The review aggregator website Rotten Tomatoes reports a 92% approval rating with an average rating of 7.70/10, based on 118 reviews. The site's critical consensus reads, "With a premiere drenched in the atmosphere and grit of film noir, Andor announces right out of the gate that is a bold departure from the attitude and style of previous Star Wars stories."

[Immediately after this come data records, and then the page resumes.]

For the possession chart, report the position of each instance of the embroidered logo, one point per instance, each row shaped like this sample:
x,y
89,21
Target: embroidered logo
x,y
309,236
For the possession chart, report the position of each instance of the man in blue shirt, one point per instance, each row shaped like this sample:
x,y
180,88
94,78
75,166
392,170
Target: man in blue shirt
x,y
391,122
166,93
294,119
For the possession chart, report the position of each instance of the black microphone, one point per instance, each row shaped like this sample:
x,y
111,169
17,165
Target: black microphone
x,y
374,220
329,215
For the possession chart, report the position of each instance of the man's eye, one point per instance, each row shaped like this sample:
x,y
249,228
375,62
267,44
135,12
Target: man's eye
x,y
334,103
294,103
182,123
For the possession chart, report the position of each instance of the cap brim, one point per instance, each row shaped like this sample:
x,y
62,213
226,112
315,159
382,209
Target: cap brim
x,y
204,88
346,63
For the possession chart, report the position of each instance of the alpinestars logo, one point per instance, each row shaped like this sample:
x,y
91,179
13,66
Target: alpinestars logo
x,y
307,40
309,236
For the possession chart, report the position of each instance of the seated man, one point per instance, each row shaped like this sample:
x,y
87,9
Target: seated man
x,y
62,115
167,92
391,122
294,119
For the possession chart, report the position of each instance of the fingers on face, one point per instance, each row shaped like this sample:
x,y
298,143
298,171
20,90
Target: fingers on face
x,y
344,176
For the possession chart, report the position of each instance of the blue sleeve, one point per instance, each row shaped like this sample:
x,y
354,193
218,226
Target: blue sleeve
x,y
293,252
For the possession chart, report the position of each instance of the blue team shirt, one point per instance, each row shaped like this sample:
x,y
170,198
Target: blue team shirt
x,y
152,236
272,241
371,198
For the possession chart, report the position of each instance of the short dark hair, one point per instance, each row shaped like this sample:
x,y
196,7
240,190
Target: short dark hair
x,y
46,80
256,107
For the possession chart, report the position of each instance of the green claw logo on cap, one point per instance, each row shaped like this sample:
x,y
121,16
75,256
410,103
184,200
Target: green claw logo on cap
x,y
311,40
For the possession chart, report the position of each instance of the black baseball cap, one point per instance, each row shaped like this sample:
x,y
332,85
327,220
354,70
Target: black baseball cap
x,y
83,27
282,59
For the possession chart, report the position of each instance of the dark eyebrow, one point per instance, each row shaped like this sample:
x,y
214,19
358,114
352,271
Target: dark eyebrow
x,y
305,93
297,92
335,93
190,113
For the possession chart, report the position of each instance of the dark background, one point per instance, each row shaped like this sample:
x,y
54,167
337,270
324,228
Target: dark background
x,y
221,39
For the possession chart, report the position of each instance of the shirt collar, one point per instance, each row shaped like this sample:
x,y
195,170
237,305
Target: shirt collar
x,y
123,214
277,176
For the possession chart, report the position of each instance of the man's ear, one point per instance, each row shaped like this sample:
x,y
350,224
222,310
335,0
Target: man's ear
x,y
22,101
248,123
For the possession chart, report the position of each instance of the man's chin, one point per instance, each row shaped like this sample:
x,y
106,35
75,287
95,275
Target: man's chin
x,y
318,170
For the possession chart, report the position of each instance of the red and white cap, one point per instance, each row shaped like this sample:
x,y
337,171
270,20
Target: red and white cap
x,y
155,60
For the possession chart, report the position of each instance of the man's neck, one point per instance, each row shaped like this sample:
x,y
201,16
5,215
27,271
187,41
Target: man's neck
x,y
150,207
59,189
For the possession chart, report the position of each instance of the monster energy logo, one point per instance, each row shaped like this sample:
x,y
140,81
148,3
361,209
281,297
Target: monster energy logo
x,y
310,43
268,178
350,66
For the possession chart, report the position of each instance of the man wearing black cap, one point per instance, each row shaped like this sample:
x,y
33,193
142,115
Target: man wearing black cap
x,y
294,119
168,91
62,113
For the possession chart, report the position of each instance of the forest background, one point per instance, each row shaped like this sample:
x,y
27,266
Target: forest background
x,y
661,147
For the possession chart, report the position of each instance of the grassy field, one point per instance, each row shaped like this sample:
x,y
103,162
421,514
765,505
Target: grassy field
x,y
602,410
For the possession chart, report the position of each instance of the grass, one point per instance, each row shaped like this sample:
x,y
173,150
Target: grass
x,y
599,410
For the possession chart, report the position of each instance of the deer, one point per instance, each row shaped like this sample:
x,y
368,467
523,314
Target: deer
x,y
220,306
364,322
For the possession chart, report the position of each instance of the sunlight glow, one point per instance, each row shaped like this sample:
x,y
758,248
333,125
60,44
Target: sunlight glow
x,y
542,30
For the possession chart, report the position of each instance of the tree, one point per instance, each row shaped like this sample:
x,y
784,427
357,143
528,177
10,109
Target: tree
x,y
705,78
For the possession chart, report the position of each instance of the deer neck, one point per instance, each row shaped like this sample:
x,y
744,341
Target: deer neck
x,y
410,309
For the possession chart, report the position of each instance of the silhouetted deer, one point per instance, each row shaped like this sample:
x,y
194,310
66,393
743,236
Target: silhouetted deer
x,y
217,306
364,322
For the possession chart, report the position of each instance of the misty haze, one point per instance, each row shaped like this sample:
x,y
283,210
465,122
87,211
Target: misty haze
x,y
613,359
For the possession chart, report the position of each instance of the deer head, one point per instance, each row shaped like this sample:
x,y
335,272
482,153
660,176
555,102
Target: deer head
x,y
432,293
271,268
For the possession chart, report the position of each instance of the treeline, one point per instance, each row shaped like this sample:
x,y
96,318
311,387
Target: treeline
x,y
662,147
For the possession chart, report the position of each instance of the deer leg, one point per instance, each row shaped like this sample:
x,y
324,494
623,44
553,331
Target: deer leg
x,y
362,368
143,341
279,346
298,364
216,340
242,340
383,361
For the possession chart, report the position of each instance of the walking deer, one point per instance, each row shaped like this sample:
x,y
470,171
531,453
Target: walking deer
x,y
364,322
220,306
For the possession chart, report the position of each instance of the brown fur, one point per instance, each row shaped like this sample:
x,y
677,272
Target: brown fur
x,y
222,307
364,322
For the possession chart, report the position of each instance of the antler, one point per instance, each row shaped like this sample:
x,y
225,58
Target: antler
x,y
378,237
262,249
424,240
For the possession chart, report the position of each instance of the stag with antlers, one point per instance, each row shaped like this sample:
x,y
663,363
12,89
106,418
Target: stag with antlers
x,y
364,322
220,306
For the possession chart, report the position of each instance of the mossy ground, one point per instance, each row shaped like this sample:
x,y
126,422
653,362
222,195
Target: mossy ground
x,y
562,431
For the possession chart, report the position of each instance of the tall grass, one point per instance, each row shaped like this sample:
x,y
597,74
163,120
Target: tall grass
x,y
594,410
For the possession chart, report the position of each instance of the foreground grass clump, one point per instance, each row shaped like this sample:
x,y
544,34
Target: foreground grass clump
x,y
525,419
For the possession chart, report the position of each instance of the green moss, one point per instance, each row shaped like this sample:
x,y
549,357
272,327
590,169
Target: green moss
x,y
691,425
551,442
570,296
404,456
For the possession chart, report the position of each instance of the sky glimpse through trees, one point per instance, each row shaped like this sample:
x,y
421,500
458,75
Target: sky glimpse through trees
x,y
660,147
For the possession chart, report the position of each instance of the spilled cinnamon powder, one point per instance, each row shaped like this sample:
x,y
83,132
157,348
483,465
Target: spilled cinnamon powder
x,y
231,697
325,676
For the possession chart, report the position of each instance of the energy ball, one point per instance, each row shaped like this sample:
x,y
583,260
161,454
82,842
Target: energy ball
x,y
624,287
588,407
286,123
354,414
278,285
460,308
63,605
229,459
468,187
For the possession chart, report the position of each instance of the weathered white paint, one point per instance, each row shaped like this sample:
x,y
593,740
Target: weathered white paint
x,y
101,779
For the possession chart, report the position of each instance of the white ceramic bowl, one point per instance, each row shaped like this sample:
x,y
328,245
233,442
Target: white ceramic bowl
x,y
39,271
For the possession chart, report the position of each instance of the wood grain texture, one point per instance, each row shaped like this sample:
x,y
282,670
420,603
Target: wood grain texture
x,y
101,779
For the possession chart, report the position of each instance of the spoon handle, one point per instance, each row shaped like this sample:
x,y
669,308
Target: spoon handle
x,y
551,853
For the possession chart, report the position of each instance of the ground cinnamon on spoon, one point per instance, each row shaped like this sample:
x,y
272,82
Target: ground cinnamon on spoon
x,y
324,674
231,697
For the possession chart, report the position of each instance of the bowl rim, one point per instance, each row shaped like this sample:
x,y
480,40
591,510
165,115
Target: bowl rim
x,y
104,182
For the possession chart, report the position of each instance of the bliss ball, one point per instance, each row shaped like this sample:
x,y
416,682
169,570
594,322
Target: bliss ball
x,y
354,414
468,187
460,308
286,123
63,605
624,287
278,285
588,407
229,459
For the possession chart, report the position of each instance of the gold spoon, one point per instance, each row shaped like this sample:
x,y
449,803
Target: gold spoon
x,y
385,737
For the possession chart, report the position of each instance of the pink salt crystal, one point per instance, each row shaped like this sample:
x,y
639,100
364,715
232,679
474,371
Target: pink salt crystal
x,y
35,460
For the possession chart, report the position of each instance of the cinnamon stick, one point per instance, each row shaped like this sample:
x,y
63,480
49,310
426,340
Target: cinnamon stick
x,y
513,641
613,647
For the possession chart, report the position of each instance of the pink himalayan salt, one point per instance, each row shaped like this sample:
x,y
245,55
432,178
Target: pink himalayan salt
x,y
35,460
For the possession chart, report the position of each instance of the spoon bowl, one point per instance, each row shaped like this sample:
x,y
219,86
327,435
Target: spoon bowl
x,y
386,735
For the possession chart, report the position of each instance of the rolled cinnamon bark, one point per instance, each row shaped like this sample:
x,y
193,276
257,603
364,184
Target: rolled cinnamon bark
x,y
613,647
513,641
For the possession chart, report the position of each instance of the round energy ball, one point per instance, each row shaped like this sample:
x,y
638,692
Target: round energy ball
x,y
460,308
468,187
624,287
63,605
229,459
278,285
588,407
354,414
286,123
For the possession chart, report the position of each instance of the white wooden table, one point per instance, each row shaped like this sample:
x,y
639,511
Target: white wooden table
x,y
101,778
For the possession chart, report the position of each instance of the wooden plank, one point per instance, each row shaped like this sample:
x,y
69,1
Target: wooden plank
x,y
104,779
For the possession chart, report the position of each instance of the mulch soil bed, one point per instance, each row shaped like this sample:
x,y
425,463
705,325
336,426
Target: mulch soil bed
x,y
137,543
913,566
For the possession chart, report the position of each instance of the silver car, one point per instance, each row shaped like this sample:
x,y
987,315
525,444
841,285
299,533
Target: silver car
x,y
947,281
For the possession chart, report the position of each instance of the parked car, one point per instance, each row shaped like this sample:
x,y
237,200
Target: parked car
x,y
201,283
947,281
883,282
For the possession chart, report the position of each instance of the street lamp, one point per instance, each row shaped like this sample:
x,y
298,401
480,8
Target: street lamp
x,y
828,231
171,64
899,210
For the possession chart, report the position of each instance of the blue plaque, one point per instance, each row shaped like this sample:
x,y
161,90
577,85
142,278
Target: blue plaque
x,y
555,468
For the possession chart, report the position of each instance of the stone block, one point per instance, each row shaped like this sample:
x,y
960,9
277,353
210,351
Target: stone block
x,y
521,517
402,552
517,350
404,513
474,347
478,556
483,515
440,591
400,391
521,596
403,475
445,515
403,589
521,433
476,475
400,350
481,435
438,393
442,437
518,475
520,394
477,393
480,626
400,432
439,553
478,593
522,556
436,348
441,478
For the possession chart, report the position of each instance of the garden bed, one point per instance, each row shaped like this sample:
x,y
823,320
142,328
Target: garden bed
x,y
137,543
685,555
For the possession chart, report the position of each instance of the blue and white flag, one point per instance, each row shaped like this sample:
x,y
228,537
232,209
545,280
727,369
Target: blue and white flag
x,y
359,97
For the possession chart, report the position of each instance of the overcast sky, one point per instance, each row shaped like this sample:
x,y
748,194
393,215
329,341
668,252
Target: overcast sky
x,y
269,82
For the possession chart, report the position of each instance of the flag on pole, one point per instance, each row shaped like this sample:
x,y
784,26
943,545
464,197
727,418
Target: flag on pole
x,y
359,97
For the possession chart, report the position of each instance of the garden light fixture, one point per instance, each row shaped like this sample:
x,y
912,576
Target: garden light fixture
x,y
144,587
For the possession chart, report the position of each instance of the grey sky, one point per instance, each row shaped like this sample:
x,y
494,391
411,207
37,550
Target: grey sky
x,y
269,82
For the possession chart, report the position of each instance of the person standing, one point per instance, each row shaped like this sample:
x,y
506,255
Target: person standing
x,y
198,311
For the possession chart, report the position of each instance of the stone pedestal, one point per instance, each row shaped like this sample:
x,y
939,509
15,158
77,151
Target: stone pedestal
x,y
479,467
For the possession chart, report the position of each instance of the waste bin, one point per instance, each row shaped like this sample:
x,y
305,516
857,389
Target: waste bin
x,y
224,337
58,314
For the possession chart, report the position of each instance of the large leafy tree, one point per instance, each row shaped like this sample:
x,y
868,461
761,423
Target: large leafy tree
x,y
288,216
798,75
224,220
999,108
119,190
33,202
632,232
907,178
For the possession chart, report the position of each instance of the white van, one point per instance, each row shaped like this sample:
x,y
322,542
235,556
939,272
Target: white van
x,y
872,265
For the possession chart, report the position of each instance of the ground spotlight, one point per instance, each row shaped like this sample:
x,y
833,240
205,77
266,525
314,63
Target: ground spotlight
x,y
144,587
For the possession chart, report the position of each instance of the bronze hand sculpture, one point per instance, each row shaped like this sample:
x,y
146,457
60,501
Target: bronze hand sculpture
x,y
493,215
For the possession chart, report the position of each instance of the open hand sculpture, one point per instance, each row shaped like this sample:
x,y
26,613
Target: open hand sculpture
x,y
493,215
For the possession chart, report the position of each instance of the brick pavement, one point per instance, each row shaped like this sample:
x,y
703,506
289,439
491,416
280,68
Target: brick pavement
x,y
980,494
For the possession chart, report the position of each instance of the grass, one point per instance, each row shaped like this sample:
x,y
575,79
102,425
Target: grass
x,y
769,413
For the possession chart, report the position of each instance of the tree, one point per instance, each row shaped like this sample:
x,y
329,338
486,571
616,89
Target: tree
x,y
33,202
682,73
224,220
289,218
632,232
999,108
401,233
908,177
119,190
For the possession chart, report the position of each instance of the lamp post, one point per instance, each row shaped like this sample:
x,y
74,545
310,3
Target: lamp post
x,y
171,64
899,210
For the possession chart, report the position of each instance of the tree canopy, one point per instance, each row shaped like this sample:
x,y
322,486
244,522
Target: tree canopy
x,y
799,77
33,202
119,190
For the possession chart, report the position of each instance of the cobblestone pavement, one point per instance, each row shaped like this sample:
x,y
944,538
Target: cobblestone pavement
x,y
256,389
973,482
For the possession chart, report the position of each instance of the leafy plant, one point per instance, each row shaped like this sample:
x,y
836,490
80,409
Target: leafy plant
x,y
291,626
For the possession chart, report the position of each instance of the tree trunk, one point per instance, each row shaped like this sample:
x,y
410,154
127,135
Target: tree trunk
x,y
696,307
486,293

Writing for Collider, Maggie Lovitt gave the episode an "A+", calling it a "refreshing venture back to the early days of a rebellion" and comparing Andor's time on Morlana One as something out of Blade Runner. She highlights that the series wasted no time giving vital pieces of information about who the character is and what his story may look like after Rogue One and its tie-in novels and novelizations provided little about who Andor was other than him "being six years old when the Empire first impacted his life and a steadfast and morally dubious member of the rebellion". Vultures Jesse Hassenger did not feel as positive about the episode, giving it 3 out of 5 stars.